The project investigates three spatial movement sequences involving suburban residential living. The first sequence establishes the hierarchy of the car and the suburban house with the volumetric/material(wood) connection between the garage and the master bedroom, between car and house owner. This diagonal, non-orthogonal sequence defines all interior vertical and horizontal movement throughout the house and establishes exterior/interior hierarchical relationships. The second sequence establishes all typologically definable spaces of the house with the creation of a volumetric/material (brick) circuit which cascades from the street to garden level. This movement acknowledges topographical (slope of terrain), cardinal (north/south), and visual (solid street edge and transparent garden edge) contextual specificities. The third sequence deals with the typologically non-definable spaces of the house (voids and attic) with an investigation of the roof (zinc) as a flexible surface and not as a formal object or hat to be placed on top of the walls. This roof surface responds not only to formal planning requirements but to the incredible topography and geology of Šárka park.
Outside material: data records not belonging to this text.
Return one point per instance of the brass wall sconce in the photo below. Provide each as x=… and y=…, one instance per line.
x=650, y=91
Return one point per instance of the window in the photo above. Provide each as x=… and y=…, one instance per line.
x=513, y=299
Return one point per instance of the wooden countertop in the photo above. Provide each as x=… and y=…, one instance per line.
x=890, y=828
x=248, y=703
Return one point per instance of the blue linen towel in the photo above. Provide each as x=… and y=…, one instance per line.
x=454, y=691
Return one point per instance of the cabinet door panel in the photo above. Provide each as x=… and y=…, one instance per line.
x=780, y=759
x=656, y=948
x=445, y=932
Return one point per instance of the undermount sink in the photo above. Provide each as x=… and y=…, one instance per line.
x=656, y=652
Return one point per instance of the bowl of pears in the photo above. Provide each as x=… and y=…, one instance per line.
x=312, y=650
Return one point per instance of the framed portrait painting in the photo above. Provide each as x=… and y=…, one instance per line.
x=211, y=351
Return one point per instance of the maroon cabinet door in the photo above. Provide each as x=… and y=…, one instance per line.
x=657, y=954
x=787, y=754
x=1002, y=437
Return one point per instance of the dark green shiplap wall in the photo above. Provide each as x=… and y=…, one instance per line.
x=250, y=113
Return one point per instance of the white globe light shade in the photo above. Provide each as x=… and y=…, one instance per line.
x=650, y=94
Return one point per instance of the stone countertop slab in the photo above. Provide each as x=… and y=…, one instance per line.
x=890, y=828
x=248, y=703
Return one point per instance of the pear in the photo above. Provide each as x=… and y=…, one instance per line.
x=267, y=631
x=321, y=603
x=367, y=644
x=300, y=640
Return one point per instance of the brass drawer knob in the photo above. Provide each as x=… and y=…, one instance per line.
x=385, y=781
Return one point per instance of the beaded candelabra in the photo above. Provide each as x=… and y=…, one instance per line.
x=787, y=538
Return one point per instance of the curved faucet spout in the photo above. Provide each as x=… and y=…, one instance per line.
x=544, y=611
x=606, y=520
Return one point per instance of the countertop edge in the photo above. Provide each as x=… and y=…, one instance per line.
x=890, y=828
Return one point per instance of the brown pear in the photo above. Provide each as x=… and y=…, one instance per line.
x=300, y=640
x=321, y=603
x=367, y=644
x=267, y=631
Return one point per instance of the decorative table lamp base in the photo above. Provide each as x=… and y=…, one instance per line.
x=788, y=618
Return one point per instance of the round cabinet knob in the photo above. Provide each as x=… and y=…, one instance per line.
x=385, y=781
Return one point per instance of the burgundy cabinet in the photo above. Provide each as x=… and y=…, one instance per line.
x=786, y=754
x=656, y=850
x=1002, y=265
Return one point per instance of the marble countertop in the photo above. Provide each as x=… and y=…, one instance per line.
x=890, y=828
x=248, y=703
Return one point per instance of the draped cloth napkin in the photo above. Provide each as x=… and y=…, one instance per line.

Its sculptural qualities and asymmetrical placement reinforces this synthesis between program and place, between architectural object and topographical plane.
living - hierarchical spaces (wood)
the car and suburban living - volumetric, material, circulation relationships between movement and program
living - programmatically definable spaces (brick)
public and private typologies (bedrooms, bathrooms, living/dining/kitchenliving) - volumetric and material relationships between topography and program
living - typologically undefinable spaces (zinc)
residual, in-between space (voids, free program) - investigation of roof as a sculptural surface interacting with other surfaces and with overall contextual qualities fo Šárka forest.